One thing that often surprises newcomers to the contract electronics industry is that its backbone is a manufacturing process that was developed back in the 1980s. Surface mounted technology revolutionized electronics manufacturing, and it did such a good job that some thirty years later, we're still using it.
Sure, the technologies involved have improved radically in the intervening decades, but the underlying processes are the same. So what is it about surface mounted technology that made it such an effective process? Let's take a look.
Electronics Manufacturing Before Surface Mounted Technology
Automation first came to electronics manufacturing in the 1950s. Before then, electronics had to be assembled by hand using point-to-point construction, making them both costly and difficult to create. Advanced electronics and computers could really only be afforded by governments.
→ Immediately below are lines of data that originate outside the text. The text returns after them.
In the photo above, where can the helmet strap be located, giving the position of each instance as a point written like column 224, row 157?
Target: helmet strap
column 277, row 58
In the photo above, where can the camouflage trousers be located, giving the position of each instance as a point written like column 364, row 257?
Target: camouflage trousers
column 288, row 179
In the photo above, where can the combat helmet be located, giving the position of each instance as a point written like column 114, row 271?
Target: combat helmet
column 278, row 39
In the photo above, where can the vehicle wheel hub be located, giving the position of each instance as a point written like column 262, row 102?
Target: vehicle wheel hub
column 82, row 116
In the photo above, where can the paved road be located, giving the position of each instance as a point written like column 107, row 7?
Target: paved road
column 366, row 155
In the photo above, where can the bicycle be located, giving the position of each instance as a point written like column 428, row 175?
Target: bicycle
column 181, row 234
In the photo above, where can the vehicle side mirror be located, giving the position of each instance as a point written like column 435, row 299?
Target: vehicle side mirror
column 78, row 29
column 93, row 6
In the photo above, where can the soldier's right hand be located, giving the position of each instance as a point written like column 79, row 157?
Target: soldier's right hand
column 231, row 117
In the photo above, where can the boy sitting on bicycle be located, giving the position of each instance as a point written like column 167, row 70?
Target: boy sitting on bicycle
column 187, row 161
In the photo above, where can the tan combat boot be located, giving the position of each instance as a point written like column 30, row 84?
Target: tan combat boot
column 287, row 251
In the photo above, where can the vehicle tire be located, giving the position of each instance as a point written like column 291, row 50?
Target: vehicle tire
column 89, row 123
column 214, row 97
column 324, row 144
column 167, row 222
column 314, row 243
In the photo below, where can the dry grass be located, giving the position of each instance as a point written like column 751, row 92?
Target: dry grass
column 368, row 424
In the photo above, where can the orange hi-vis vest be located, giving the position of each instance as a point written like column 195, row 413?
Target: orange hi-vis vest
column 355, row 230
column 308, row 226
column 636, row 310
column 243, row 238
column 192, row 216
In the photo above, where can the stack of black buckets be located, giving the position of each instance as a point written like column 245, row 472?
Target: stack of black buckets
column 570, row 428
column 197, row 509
Then, the Printed Circuit Board (PCB) was invented. Circuit boards could be pre-designed and then mass-produced, creating a stable platform onto which the rest of the components were inserted. The standardized design also allowed automation to be introduced, with assembly lines inserting components rapidly into the pre-made PCBs.
At this time, manufacturing was dominated by "Through-Hole" technology. Holes were drilled through the PCBs, with each individual component using a small "peg and hole" arrangement to stay in place before being secured on the opposite side.
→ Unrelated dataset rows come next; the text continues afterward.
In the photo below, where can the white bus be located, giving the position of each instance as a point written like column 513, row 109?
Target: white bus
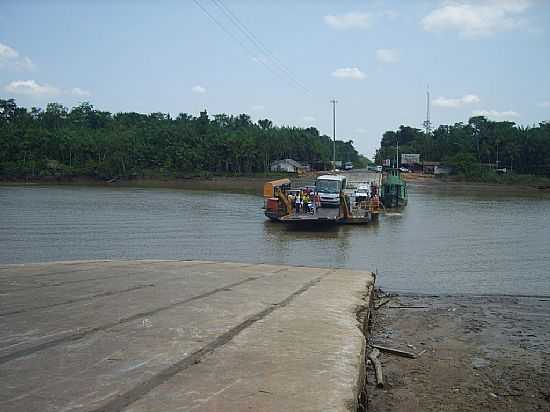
column 328, row 187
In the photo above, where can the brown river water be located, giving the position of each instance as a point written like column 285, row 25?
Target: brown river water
column 445, row 242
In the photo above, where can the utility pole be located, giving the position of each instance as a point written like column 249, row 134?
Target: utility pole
column 397, row 155
column 333, row 133
column 427, row 122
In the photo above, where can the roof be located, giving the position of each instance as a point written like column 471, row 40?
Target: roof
column 291, row 162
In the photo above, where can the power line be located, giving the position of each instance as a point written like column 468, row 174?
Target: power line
column 241, row 43
column 260, row 46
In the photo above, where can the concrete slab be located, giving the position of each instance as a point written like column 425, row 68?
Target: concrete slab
column 202, row 335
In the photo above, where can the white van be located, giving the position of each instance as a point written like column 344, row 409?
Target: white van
column 329, row 187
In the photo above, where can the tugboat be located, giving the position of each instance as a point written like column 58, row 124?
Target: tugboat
column 394, row 190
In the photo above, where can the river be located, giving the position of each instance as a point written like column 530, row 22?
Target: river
column 445, row 242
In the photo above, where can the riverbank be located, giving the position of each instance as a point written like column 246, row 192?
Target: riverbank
column 475, row 353
column 521, row 185
column 254, row 184
column 235, row 184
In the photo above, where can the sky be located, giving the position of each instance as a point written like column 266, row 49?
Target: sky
column 285, row 60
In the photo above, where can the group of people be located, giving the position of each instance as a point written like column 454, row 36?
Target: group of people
column 305, row 201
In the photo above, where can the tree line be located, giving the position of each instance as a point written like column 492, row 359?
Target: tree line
column 84, row 141
column 476, row 148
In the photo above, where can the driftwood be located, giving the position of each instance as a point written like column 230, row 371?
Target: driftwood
column 379, row 305
column 395, row 351
column 373, row 356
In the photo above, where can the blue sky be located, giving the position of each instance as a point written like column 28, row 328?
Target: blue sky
column 287, row 60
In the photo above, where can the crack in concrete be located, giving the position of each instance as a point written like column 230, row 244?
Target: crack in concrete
column 121, row 401
column 86, row 332
column 80, row 299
While a huge step forward from previous hand-crafted solutions, this still had significant problems. The drilling made the process more expensive and difficult than it could be, and lowered the strength of the boards. As technology advanced and miniaturized, space on PCBs was at a premium.
A new solution was needed, one which would allow electronics manufacturing to be a swift, smooth process of sticking parts together with a minimum of other activity.
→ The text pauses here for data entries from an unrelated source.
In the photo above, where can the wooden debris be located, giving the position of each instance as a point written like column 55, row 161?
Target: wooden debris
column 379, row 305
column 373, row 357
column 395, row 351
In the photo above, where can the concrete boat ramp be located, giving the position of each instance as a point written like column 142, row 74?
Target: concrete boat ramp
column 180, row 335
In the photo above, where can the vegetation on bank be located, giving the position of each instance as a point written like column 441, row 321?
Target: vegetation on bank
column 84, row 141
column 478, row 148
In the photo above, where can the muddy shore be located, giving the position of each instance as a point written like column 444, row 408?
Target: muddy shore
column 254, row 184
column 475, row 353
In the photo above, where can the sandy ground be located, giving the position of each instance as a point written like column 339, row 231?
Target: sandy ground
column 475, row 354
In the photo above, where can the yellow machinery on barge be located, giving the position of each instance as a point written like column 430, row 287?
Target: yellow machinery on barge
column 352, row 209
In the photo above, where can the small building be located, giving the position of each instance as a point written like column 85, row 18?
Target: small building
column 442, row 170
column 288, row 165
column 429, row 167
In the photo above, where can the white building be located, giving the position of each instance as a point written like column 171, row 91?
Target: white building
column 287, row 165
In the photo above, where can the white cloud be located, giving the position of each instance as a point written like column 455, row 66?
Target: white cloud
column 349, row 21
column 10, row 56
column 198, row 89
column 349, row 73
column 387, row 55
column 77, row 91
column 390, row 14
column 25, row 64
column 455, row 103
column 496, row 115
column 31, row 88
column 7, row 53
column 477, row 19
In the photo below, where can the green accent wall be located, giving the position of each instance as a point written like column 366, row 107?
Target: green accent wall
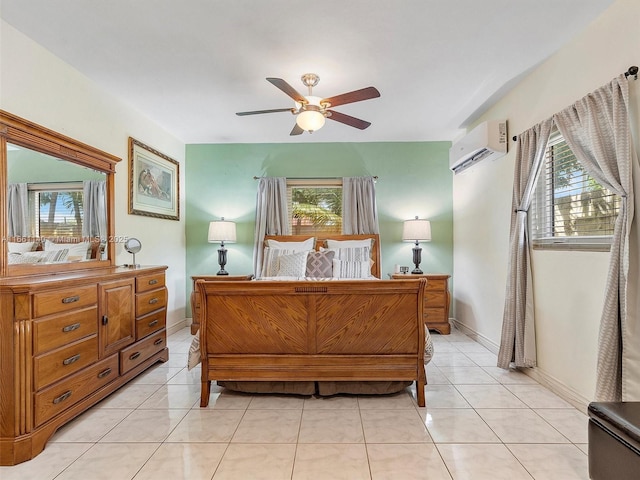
column 413, row 179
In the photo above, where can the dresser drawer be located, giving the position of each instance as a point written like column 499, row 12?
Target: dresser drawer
column 64, row 300
column 149, row 282
column 151, row 323
column 149, row 301
column 58, row 330
column 137, row 353
column 51, row 401
column 53, row 366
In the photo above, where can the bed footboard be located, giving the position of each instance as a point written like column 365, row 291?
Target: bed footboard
column 312, row 331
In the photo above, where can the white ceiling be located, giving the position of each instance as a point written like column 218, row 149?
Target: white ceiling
column 190, row 65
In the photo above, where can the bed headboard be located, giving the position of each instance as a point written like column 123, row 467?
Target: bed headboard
column 376, row 268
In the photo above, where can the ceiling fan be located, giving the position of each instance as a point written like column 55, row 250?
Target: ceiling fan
column 311, row 111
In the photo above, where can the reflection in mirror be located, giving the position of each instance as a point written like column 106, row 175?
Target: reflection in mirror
column 56, row 209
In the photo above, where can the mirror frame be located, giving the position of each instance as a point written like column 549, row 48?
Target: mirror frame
column 24, row 133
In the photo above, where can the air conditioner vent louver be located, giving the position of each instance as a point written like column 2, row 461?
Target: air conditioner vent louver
column 487, row 141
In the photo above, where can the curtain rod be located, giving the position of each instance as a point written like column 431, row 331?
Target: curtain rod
column 632, row 71
column 375, row 177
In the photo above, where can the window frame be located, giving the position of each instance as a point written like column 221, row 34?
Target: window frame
column 542, row 205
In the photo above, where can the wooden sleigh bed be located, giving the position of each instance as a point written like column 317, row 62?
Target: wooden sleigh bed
column 313, row 335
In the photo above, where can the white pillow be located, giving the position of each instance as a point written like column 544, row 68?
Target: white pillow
column 308, row 244
column 333, row 244
column 292, row 265
column 19, row 247
column 351, row 269
column 77, row 251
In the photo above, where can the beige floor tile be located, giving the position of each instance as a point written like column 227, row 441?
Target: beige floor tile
column 48, row 464
column 331, row 426
column 520, row 426
column 489, row 396
column 110, row 461
column 537, row 396
column 571, row 422
column 393, row 426
column 145, row 426
column 173, row 396
column 91, row 426
column 482, row 462
column 468, row 376
column 406, row 461
column 268, row 426
column 268, row 462
column 331, row 462
column 183, row 461
column 207, row 426
column 444, row 396
column 457, row 425
column 552, row 462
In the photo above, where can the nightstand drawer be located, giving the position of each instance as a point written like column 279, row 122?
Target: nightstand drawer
column 58, row 397
column 59, row 363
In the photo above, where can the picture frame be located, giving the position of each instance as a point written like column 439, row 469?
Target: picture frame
column 154, row 182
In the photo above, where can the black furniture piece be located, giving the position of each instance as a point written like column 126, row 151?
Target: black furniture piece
column 614, row 440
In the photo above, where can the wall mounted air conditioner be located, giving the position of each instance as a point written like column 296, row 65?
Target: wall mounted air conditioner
column 487, row 141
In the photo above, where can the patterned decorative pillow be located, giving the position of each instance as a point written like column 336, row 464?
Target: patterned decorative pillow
column 320, row 264
column 292, row 265
column 351, row 269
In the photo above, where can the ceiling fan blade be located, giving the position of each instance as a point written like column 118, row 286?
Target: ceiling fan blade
column 350, row 97
column 288, row 89
column 296, row 130
column 256, row 112
column 348, row 120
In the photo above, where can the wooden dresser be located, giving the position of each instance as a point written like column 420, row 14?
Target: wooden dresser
column 67, row 341
column 437, row 299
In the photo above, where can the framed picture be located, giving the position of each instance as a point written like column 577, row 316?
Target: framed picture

Surface Mounted Technology Smooths The Electronics Manufacturing Process
Surface mounted technology (SMT) took the basic concept of through-hole manufacturing and streamlined it. PCBs no longer had to have holes drilled through them. Instead, components could be applied using a solder paste that doubled as glue.
This simplified the process to the point that electronics could be produced nearly as fast as they could be envisioned, leading to the consumer electronics boom of the late 80s and 90s. While SMT-mounted components lacked some of the inherent strength of a through-hole mount, being able to place far more of them onto smaller spaces more than outweighed this minor disadvantage.
Contract electronics manufacturing flourished as a result.
Surface Mounted Technology: A Five Step Process
Modern SMT production is a remarkably streamlined process that, once set up, requires little intervention. It boils down to five main stages:
The PCB itself is produced, with circuitry and solder points already laid out for solder paste to the solder points on each PCB.
Silk-Screen -like printers precision deposit solder onto the pads that will join the components to the board.
Pick-and-Place machines precisely apply components to the prepared solder points.
Reflow soldering ovens then bake the combined PCBs at exact temperatures to harden the solder into its final state without damaging the surrounding components.
Finally, the finished assemblies are visually and automatically inspected via automated optical inspection (AOI), with defective boards sent back for rework to fix improperly-bonded components.
From there, the finished board can be shipped off to its final assembly into the completed product.
The Tried and True Solution
Undoubtedly, one day someone will find something better than SMT electronics manufacturing, but that day is likely still many years ahead of us. It's hard to imagine a more streamlined process for electronics creation without a significant change in how we create circuitry.
Until that day, the technology will continue to be refined, placing more components into smaller spaces, to keep providing gadgets to meet the demands of consumers.
Although, it does leave one to wonder: what will come after surface mounted technology? What might the circuits of the future look like?